Joe Dufek

No. 19
- Position: Quarterback

Personal information
- Born: August 23, 1961 (age 64) Ann Arbor, Michigan, U.S.
- Listed height: 6 ft 4 in (1.93 m)
- Listed weight: 215 lb (98 kg)

Career information
- High school: Theodore Roosevelt
- College: Yale
- NFL draft: 1983: undrafted

Career history
- Seattle Seahawks (1983)*; Buffalo Bills (1983–1985); San Diego Chargers (1985); Los Angeles Raiders (1986)*;
- * Offseason or practice squad member only

Career NFL statistics
- Passing attempts: 150
- Passing completions: 74
- Completion percentage: 49.3%
- TD–INT: 4–8
- Passing yards: 829
- Passer rating: 52.9
- Stats at Pro Football Reference

= Joe Dufek =

American football player (born 1961)

Joseph Edward Dufek (born August 23, 1961) is an American former professional football player who was a quarterback in the National Football League (NFL). He was signed by the Buffalo Bills as an undrafted free agent in 1983. He played college football for the Yale Bulldogs.

==Career==

Dufek was signed as, more or less, an afterthought when Jim Kelly, the quarterback the Bills had drafted in the first round of the 1983 draft, opted to not sign with the Bills and jumped to the United States Football League (USFL). By the 1984 season, Dufek had risen to the second-string quarterback position, behind an aging and fading Joe Ferguson. Ferguson's performance continued to deteriorate, and on September 30, after 107 consecutive games started, Ferguson was benched, and Dufek received his first game as starter.

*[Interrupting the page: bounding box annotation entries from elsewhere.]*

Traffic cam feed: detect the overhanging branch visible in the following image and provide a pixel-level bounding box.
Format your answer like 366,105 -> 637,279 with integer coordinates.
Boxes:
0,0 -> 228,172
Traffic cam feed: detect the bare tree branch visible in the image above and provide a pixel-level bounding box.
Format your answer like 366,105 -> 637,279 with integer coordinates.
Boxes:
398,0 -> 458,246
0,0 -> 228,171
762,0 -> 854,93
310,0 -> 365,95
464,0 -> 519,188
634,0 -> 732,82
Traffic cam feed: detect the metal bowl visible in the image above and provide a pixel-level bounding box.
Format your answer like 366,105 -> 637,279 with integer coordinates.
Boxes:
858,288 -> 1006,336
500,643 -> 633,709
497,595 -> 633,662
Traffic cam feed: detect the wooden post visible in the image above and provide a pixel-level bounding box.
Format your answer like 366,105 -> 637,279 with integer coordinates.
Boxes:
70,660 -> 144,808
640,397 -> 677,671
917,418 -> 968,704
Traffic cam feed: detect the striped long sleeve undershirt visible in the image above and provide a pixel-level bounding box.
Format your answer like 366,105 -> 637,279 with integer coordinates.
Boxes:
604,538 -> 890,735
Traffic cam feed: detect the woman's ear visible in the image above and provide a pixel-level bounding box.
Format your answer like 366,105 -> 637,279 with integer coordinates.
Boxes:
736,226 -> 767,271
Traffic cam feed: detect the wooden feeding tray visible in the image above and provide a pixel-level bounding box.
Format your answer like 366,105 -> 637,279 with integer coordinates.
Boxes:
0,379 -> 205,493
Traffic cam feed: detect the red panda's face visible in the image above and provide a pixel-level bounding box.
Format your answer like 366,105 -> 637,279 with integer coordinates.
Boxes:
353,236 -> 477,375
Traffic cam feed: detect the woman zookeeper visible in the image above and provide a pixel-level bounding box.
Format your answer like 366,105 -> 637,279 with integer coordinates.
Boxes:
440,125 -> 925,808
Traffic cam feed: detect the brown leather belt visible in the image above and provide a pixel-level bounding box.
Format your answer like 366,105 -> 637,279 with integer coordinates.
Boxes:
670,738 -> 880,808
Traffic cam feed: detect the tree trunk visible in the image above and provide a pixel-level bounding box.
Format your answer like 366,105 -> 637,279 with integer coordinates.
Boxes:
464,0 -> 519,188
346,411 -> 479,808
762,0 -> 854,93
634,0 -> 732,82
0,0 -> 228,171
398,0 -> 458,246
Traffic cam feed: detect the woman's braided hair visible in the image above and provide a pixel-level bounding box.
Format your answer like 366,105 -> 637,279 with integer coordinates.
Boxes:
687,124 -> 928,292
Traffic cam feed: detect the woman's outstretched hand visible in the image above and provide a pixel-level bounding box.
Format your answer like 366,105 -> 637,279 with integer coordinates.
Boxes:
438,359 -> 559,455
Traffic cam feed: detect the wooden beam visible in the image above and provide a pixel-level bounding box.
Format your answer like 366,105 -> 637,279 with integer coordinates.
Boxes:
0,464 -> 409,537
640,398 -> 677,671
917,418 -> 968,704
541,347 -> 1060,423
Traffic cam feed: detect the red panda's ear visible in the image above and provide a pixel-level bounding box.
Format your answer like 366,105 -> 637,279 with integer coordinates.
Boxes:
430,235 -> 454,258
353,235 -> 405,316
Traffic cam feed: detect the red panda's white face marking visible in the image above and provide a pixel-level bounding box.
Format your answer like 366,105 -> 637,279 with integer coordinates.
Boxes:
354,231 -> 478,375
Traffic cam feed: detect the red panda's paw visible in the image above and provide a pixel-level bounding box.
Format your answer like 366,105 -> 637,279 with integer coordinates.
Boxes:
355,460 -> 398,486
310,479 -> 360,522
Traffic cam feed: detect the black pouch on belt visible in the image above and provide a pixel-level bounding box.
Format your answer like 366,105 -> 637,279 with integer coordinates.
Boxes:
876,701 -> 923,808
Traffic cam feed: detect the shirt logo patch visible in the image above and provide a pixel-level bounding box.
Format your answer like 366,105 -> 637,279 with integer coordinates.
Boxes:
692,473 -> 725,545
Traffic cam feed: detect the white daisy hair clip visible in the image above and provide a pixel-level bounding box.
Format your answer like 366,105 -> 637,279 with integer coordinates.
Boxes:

Dufek and Ferguson combined for a 2–14 record in 1984; Ferguson was traded to Detroit the following off-season, while Dufek made it through part of 1985 (not starting any games that season) before being cut.

Dufek finished the 1985 season and his professional career with the San Diego Chargers. He attempted to continue playing in the NFL, but was cut by the Raiders before the start of the 1986 Season. With the USFL folding as a result of a failed antitrust lawsuit, Dufek was one of the casualties of the tighter job market for professional football players, never playing professional football again and declining to cross picket lines in the 1987 strike.

==Family==

He is a younger brother of Don Dufek, Jr., who was a captain of the Seattle Seahawks, Bill Dufek who was an All-American at Michigan and a son of Don Dufek, Sr., who was the most valuable player in the 1951 Rose Bowl. He is the father of Mike, an All-Big Ten Conference athlete, who played his senior season for Michigan Wolverines baseball in 2010.